The problem is that it happened in the least convincing way. The law is rather bad from a drafting point of view. Further, it establishes compulsory mediation in diverse cases like car accidents, stock exchange cases, intellectual property disputes and overdue payments to lawyers, where one struggles to see the common rationale of rendering all of them compulsory. In addition, the relationship of the parties is literally non-existent in most of these cases while, in many of them, there exists a gross imbalance of powers of the parties. It is also hard to see why all of them fall under the same label. On the other hand, cases like flat owners residing in the same block, family matters and, under a certain reading, cases of medical liability seem to be acceptable types of compulsory mediation, as provided by the new law. But still, no one understands why succession cases, other cases between neighbours, disputes between partners and other cases where the relationship matters were excluded.

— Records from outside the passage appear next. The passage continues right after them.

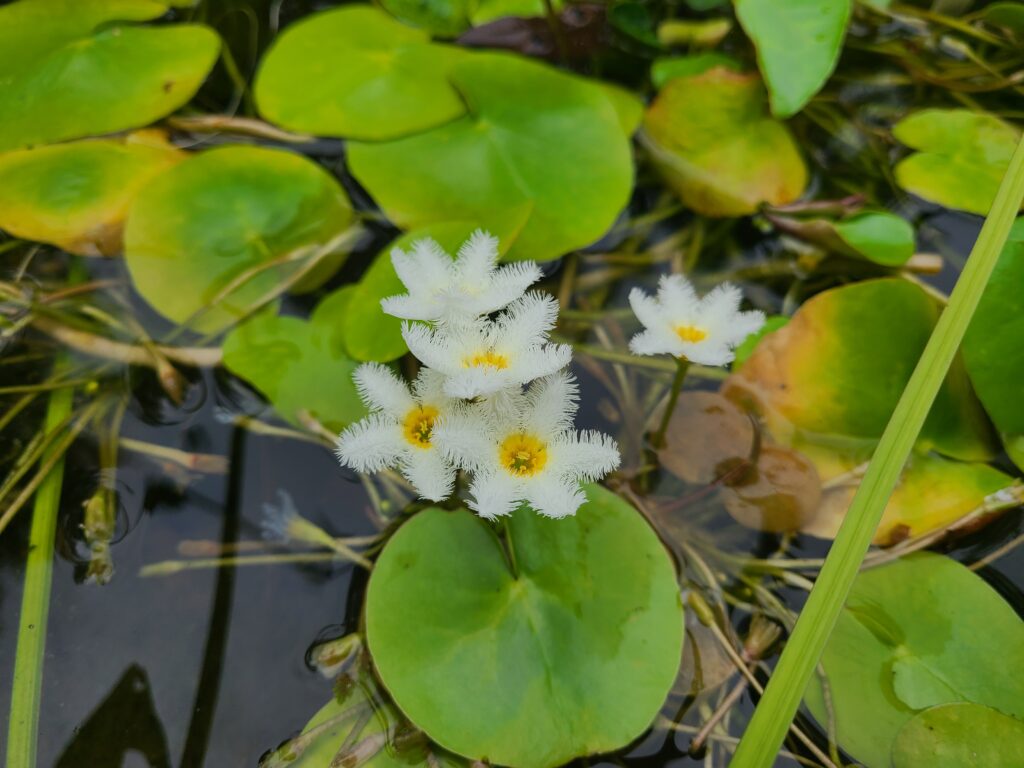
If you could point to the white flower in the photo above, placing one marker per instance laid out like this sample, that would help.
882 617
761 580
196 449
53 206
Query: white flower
398 432
678 323
443 290
486 356
529 455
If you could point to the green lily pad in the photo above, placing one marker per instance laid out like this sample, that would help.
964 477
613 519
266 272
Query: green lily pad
537 141
369 333
826 384
667 68
202 226
716 145
992 349
363 75
66 72
877 236
962 157
960 735
744 350
798 44
841 364
578 652
300 366
76 196
916 633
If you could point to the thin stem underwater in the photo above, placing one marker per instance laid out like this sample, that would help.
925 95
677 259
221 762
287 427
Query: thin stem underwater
785 688
23 726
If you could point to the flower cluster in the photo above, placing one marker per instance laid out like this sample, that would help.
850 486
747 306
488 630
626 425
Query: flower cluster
492 397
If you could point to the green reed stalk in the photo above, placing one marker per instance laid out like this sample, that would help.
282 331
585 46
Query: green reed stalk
785 688
23 726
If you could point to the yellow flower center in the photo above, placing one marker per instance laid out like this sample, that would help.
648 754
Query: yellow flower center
487 357
419 425
691 334
523 455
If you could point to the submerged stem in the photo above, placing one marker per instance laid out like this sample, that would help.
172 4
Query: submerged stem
682 366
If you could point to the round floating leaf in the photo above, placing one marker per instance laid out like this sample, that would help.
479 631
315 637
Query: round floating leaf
667 68
201 227
536 141
798 44
960 735
962 157
713 140
842 361
66 72
369 333
572 656
919 632
76 196
363 75
992 347
300 366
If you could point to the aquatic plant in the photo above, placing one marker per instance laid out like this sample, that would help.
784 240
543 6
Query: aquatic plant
467 409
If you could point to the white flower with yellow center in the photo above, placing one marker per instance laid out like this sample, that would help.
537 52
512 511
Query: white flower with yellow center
485 357
528 454
679 323
442 290
398 432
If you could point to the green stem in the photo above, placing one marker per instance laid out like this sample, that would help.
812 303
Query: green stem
23 726
682 366
785 688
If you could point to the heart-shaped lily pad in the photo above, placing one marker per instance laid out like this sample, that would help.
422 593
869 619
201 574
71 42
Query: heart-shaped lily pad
798 43
826 384
300 366
919 632
369 333
962 157
536 140
713 140
992 348
76 196
572 656
201 228
66 72
364 75
960 735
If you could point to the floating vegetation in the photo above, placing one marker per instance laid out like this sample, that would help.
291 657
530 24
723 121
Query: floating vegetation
678 419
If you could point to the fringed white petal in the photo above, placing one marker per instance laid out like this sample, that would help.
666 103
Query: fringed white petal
584 457
380 389
495 494
430 474
551 404
553 497
371 444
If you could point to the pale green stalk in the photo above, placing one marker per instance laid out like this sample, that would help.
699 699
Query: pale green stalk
23 726
785 688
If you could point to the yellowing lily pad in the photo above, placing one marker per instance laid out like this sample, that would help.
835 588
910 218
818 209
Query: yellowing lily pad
798 43
356 73
77 195
546 145
920 632
826 384
962 157
992 347
960 735
571 655
712 138
66 72
300 366
214 224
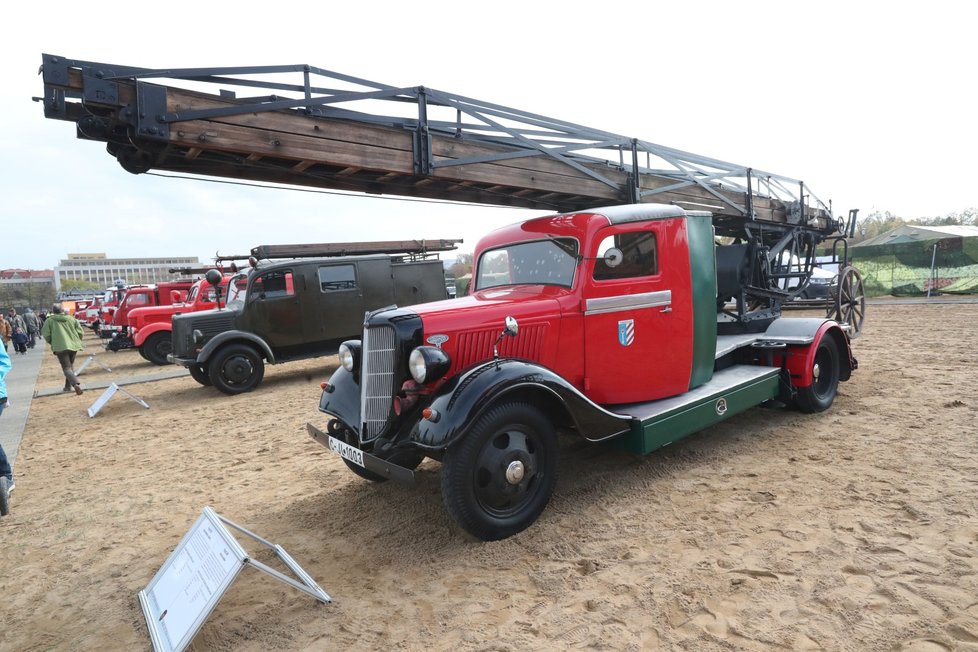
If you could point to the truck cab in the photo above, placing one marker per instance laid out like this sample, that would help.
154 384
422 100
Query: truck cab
150 329
601 323
294 309
118 330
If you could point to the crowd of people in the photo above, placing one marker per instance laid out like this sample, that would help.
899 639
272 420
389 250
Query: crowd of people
63 333
21 330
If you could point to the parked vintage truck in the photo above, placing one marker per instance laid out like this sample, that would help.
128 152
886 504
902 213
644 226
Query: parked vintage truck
602 323
296 309
150 329
116 329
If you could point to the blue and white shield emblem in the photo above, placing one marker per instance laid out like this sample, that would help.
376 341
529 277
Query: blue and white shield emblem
626 332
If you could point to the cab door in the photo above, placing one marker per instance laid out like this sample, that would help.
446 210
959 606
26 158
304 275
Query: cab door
273 310
637 313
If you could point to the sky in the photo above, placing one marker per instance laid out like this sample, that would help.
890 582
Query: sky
870 103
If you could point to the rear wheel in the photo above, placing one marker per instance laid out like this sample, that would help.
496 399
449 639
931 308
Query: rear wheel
236 368
825 379
199 373
498 479
156 347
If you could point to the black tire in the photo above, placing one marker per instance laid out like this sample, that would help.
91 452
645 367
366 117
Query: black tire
236 369
4 496
818 396
199 373
156 347
499 478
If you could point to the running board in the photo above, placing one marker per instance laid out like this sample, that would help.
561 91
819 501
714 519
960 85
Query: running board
658 423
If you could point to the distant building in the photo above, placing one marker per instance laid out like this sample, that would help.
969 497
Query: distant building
26 288
105 271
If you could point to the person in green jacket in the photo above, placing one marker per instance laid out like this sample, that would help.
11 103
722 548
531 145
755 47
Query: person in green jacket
64 334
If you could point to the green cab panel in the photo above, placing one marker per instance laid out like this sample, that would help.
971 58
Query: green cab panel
730 392
703 285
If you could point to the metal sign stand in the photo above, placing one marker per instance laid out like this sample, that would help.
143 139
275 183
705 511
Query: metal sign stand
196 575
89 360
107 394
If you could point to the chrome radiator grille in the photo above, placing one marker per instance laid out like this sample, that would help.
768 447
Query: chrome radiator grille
377 379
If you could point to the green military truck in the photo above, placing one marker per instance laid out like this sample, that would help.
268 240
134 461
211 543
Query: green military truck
300 302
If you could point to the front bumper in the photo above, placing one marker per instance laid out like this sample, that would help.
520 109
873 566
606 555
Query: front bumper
370 462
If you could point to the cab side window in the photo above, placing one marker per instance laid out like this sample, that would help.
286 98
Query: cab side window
639 256
334 278
274 285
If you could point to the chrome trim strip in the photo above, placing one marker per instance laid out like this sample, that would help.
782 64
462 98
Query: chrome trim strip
601 305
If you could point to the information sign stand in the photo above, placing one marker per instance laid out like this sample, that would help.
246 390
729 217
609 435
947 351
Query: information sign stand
107 394
89 360
195 577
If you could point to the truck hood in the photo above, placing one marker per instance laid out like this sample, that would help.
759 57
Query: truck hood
467 327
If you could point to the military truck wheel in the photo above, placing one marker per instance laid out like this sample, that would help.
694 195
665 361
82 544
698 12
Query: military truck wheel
825 379
236 368
498 479
157 346
199 373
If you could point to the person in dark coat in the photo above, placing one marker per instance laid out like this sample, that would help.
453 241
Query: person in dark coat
20 338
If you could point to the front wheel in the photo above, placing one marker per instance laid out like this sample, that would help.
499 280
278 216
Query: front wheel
156 347
498 479
818 396
237 368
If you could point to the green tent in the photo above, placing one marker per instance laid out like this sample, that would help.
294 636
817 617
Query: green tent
912 260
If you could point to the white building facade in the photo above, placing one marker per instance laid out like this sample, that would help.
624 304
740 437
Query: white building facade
104 271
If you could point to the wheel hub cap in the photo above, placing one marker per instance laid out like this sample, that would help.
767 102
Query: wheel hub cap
515 472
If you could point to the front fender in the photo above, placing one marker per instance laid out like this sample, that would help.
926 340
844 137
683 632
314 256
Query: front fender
341 399
463 399
234 336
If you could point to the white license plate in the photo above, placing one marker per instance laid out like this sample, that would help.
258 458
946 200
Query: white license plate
346 451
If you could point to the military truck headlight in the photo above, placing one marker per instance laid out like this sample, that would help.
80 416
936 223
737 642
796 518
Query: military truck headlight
428 363
350 354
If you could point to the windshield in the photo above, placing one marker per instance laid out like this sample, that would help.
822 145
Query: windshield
236 287
546 262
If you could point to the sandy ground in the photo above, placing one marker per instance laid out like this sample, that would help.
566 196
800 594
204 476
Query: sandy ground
855 529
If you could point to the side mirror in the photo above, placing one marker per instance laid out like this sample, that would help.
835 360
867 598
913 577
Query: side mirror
512 327
613 257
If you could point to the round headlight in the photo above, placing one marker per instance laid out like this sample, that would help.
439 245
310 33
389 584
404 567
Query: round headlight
427 364
349 354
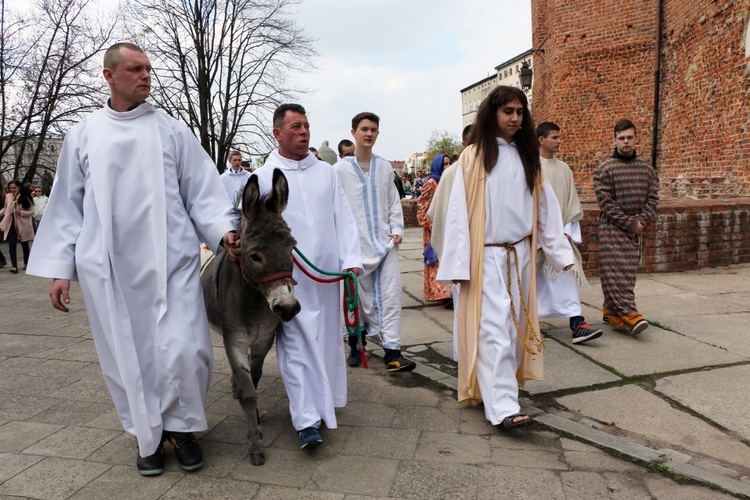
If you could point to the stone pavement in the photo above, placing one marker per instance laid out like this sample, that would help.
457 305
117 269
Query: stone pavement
619 417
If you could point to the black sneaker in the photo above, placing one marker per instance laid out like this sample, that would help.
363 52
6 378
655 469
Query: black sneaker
186 449
309 438
638 327
584 332
152 465
395 362
355 355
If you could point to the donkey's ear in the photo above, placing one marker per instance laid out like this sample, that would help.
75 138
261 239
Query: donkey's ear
279 195
250 197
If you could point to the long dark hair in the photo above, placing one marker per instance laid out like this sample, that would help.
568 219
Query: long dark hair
24 198
485 131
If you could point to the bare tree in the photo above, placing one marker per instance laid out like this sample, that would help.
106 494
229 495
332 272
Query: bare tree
55 76
221 65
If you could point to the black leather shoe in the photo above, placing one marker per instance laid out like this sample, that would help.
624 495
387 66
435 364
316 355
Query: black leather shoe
152 465
186 449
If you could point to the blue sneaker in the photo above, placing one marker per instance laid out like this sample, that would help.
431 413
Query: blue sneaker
309 438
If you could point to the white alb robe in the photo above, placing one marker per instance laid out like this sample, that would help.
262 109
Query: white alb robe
508 219
558 297
309 348
122 179
376 205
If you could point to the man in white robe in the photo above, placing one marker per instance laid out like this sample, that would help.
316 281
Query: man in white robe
309 348
367 180
493 221
557 293
234 178
133 197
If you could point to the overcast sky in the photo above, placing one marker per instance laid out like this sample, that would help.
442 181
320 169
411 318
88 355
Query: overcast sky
404 60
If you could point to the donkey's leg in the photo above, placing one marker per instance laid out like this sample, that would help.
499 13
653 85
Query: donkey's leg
258 352
236 344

My view is that the answer lies in the lack of understanding of the deeper importance of mediation and to it being regarded only as a tool for reducing court cases. The role of lobbying by interest groups should not go unnoticed either. This is apparent in the last minute changes to the law, where types of disputes were included in or excluded from the final draft.

Among the drafting deficiencies of the new law is that it allows the initiating party to choose unilaterally the mediator for the compulsory mediations. This is done to ensure that the need for trying to mediate the compulsorily mediated cases would be satisfied, but it is really an unfortunate mechanism to ensure it.

A further fault is that the law has established a “Central Committee of Mediation”! This “Central Committee” is regulating the mediation market, which may be an acceptable thing to happen, but at the same time it appoints mediators in the event that the parties cannot agree on the mediator for their dispute. Obviously, this has been decided in order to meet the procedural needs of the “compulsory mediation”. In reality, it is all about safeguarding the procedure of a “compulsory to fail mediation”. Few people would expect that in the event that the parties disagree on the choice of mediator, they would eventually end up shaking hands after succeeding in the actual mediation.

On the whole, while the political jargon that was used to back the new law was impressive, it is really doubtful if the law will bear fruits, at least the ones a mediator would expect to see. Calls for amendment have already started to appear. The idea of trying to go compulsory may be interesting. But this requires determined mediators and a kind of adjustment of mediation to the Greek way. Traditional pre-modern mediation to settle communal disputes has been present in Greece for centuries. It is about time to see how to transform such mediation to the mediation of our era, which is rather a post-modern creature.

The law has been baptised as “emblematic” by the Ministry of Justice. God knows what the meaning of the word will end up to be after a few years from now. At least, one can only hope and work for the best!